Subject: Re: packet capturing
To: Gary Thorpe <gathorpe79@yahoo.com>
From: Jonathan Stone <jonathan@DSG.Stanford.EDU>
List: tech-kern
Date: 01/23/2004 12:13:54
In message <20040123194559.92054.qmail@web41211.mail.yahoo.com>,
Gary Thorpe writes:
>Hi,
>
>I just have a question: why is there so much _resistance_ to the
>possibility that you might actually improve BPF's performance by
>changing the implementation to use a ring buffer?
Huh? Scuse me, but where did that come from?

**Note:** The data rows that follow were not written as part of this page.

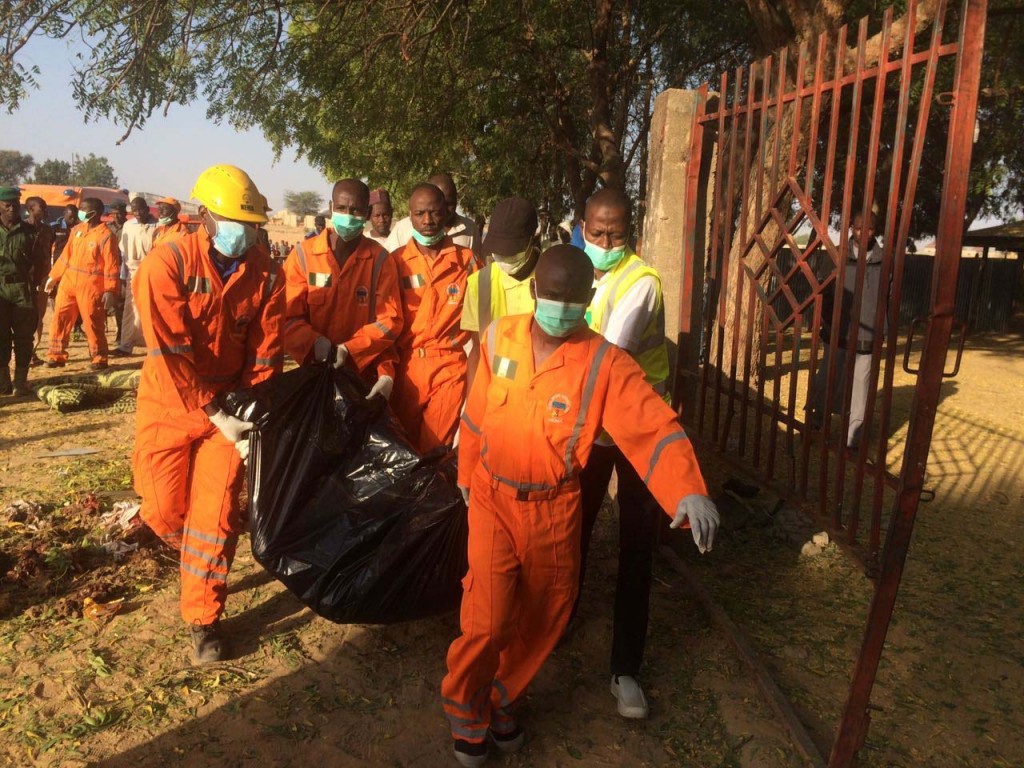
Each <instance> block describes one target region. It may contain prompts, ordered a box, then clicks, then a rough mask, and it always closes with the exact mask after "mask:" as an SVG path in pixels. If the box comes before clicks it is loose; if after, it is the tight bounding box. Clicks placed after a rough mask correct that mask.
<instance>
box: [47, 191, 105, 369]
mask: <svg viewBox="0 0 1024 768" xmlns="http://www.w3.org/2000/svg"><path fill="white" fill-rule="evenodd" d="M102 215H103V203H102V201H101V200H98V199H97V198H86V199H85V200H83V201H82V204H81V206H79V210H78V217H79V219H80V220H81V223H80V224H78V226H76V227H75V228H74V229H72V231H71V232H70V233H69V234H68V244H67V245H66V246H65V248H63V251H62V252H61V254H60V257H59V258H58V259H57V260H56V262H55V263H54V264H53V266H52V268H51V269H50V274H49V280H47V281H46V287H45V291H46V293H49V294H52V292H53V290H54V289H56V292H57V295H56V298H55V299H54V301H53V322H52V323H51V325H50V349H49V352H48V353H47V359H46V367H47V368H63V366H65V365H67V362H68V338H69V337H70V336H71V332H72V329H73V328H74V327H75V321H77V319H78V318H79V316H80V315H81V317H82V325H83V327H84V328H85V337H86V339H88V341H89V357H90V359H91V368H92V369H93V370H96V371H99V370H101V369H104V368H106V356H108V353H109V351H110V349H109V347H108V345H106V313H108V312H113V311H114V308H115V306H116V304H117V299H118V294H119V293H120V291H121V250H120V248H119V247H118V238H117V236H116V234H115V233H114V232H113V231H112V230H111V228H110V227H109V226H105V225H104V224H103V222H102V220H101V218H102Z"/></svg>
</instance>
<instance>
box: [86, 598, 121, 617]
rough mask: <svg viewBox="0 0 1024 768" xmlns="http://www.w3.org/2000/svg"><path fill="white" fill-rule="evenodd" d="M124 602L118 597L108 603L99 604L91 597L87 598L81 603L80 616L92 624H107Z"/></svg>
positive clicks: (118, 610)
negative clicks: (91, 621)
mask: <svg viewBox="0 0 1024 768" xmlns="http://www.w3.org/2000/svg"><path fill="white" fill-rule="evenodd" d="M124 601H125V599H124V598H123V597H120V598H118V599H117V600H111V601H110V602H109V603H100V602H96V601H95V600H93V599H92V598H91V597H87V598H85V600H84V601H83V602H82V615H83V616H85V617H86V618H88V620H90V621H93V622H109V621H111V620H112V618H113V617H114V614H115V613H117V612H118V611H119V610H121V605H122V604H123V603H124Z"/></svg>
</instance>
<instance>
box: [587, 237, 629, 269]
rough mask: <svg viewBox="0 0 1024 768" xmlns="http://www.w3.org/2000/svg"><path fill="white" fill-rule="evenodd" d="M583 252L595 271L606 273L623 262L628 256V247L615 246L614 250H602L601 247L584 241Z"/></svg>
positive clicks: (609, 249)
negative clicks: (625, 258)
mask: <svg viewBox="0 0 1024 768" xmlns="http://www.w3.org/2000/svg"><path fill="white" fill-rule="evenodd" d="M583 250H584V251H585V252H586V254H587V255H588V256H589V257H590V260H591V263H592V264H594V268H595V269H600V270H601V271H602V272H606V271H608V270H609V269H613V268H614V266H615V264H617V263H618V262H620V261H622V260H623V257H624V256H625V255H626V246H625V245H623V246H615V247H614V248H601V247H600V246H599V245H596V244H594V243H591V242H590V241H589V240H587V239H586V238H585V239H584V244H583Z"/></svg>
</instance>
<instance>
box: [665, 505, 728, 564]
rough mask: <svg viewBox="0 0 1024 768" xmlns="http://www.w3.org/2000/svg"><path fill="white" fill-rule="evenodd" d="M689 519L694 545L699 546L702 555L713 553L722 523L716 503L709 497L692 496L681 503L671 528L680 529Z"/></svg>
mask: <svg viewBox="0 0 1024 768" xmlns="http://www.w3.org/2000/svg"><path fill="white" fill-rule="evenodd" d="M687 517H688V518H690V532H691V534H693V543H694V544H696V545H697V549H698V550H700V552H701V553H702V552H711V548H712V545H713V544H714V543H715V534H716V532H717V531H718V523H719V522H720V518H719V516H718V509H717V508H716V507H715V502H713V501H712V500H711V499H709V498H708V497H707V496H700V495H699V494H690V495H689V496H687V497H685V498H684V499H683V500H682V501H681V502H679V506H678V507H677V508H676V517H675V519H674V520H673V521H672V524H671V525H669V527H670V528H678V527H679V526H680V525H682V524H683V520H684V519H686V518H687Z"/></svg>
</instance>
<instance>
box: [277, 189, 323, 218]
mask: <svg viewBox="0 0 1024 768" xmlns="http://www.w3.org/2000/svg"><path fill="white" fill-rule="evenodd" d="M323 207H324V196H323V195H319V194H318V193H314V191H301V193H296V191H292V190H291V189H288V190H286V191H285V208H287V209H288V210H289V211H291V212H292V213H297V214H298V215H300V216H314V215H316V214H317V213H319V212H321V209H322V208H323Z"/></svg>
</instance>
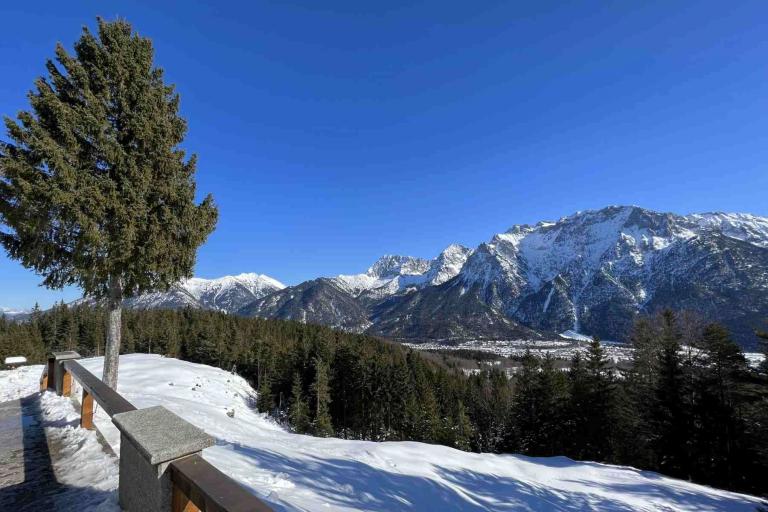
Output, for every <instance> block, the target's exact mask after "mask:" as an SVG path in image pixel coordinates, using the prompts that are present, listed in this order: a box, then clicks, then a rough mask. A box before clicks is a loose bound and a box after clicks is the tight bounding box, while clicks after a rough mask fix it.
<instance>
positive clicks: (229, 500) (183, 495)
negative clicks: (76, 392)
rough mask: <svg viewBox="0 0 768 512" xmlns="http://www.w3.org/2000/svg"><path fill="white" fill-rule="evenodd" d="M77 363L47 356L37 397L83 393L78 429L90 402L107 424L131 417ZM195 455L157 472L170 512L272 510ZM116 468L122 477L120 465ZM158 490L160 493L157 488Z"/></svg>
mask: <svg viewBox="0 0 768 512" xmlns="http://www.w3.org/2000/svg"><path fill="white" fill-rule="evenodd" d="M79 357H80V355H79V354H77V353H76V352H57V353H54V354H52V355H51V356H50V357H49V359H48V364H47V365H45V367H44V369H43V373H42V375H41V376H40V391H44V390H46V389H51V390H55V391H56V393H57V394H59V395H63V396H70V395H71V393H72V390H73V386H72V380H73V379H74V380H75V381H76V382H77V383H78V384H80V386H81V387H82V389H83V394H82V399H81V400H80V426H81V427H82V428H86V429H93V428H95V426H94V422H93V413H94V407H93V404H94V402H96V403H97V404H99V405H100V406H101V408H102V409H103V410H104V412H106V413H107V414H108V415H109V417H110V418H112V417H113V416H114V415H116V414H122V413H128V412H131V411H137V409H136V407H134V406H133V404H131V403H130V402H128V400H126V399H125V398H124V397H123V396H122V395H120V394H119V393H118V392H117V391H115V390H113V389H112V388H110V387H109V386H107V385H106V384H104V383H103V382H102V381H100V380H99V379H97V378H96V377H95V376H94V375H93V374H92V373H91V372H89V371H88V370H87V369H86V368H85V367H83V366H82V365H81V364H80V363H79V362H77V359H78V358H79ZM125 443H126V441H125V440H123V441H122V442H121V456H122V451H123V445H124V444H125ZM129 444H130V442H129ZM199 453H200V452H197V453H196V454H192V455H187V456H183V457H181V458H177V459H173V460H171V461H170V462H169V463H168V464H167V468H168V469H167V470H166V471H161V473H164V474H161V476H160V478H168V476H170V482H171V488H172V490H171V497H170V499H169V500H164V501H163V502H166V501H167V502H168V505H169V507H168V508H170V510H172V511H173V512H245V511H252V512H271V511H272V508H270V507H269V506H268V505H266V504H265V503H264V502H262V501H261V500H259V499H258V498H256V497H255V496H254V495H252V494H251V493H249V492H248V491H246V490H245V489H244V488H243V487H241V486H240V485H239V484H238V483H237V482H235V481H234V480H232V479H231V478H230V477H228V476H227V475H225V474H224V473H222V472H221V471H219V470H218V469H217V468H215V467H214V466H213V465H211V464H210V463H209V462H207V461H206V460H205V459H203V458H202V457H201V456H200V455H199ZM154 467H155V468H156V467H157V466H154ZM120 468H121V473H122V471H123V464H122V463H121V464H120ZM126 480H130V479H128V478H126ZM124 484H126V485H130V482H124V481H123V478H122V474H121V479H120V499H121V505H123V508H124V509H126V510H128V509H136V507H128V506H126V505H125V504H124V503H123V495H124V493H130V492H131V490H129V489H124V488H123V487H124ZM159 488H162V485H161V486H159ZM137 492H139V491H137ZM161 492H162V491H161ZM126 501H128V500H126ZM137 510H138V509H137Z"/></svg>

I have no real resistance to adding a ringbuffer API to BPF, provided
experiment shows its acutally worthwhile -- when compared to bpf with
buffer sizes consonant with widely-known ``best-practice'', as we
have now. I careful to say that, two or three different times.
The point is more that the default FreeBSD buffer sizes (plus polling)
are within 3% of the Linux ringbuffer sizes. I've just increased the
sizes dramaticaly (six compound doublings, sysctl'able to two more
with no change to libpcap). We __know__ that increasing the bpf
buffers that much yields a dramatic decrease in drop rates.
At this point, we're much better off purusing interrupt mitigation
(which benefits all receive-side NIC traffic, not just bpf).
Then we can re-measure drop rates, and see if there's any reason to do
a ring-buffer. Even the default FreeBSD capture size is within a last
3% or so. With the much larger buffer sin -current, I'd expect that
the benfits from a ring-buffer will be very small, on all but the most
chronically memory-bandwith-limited machines.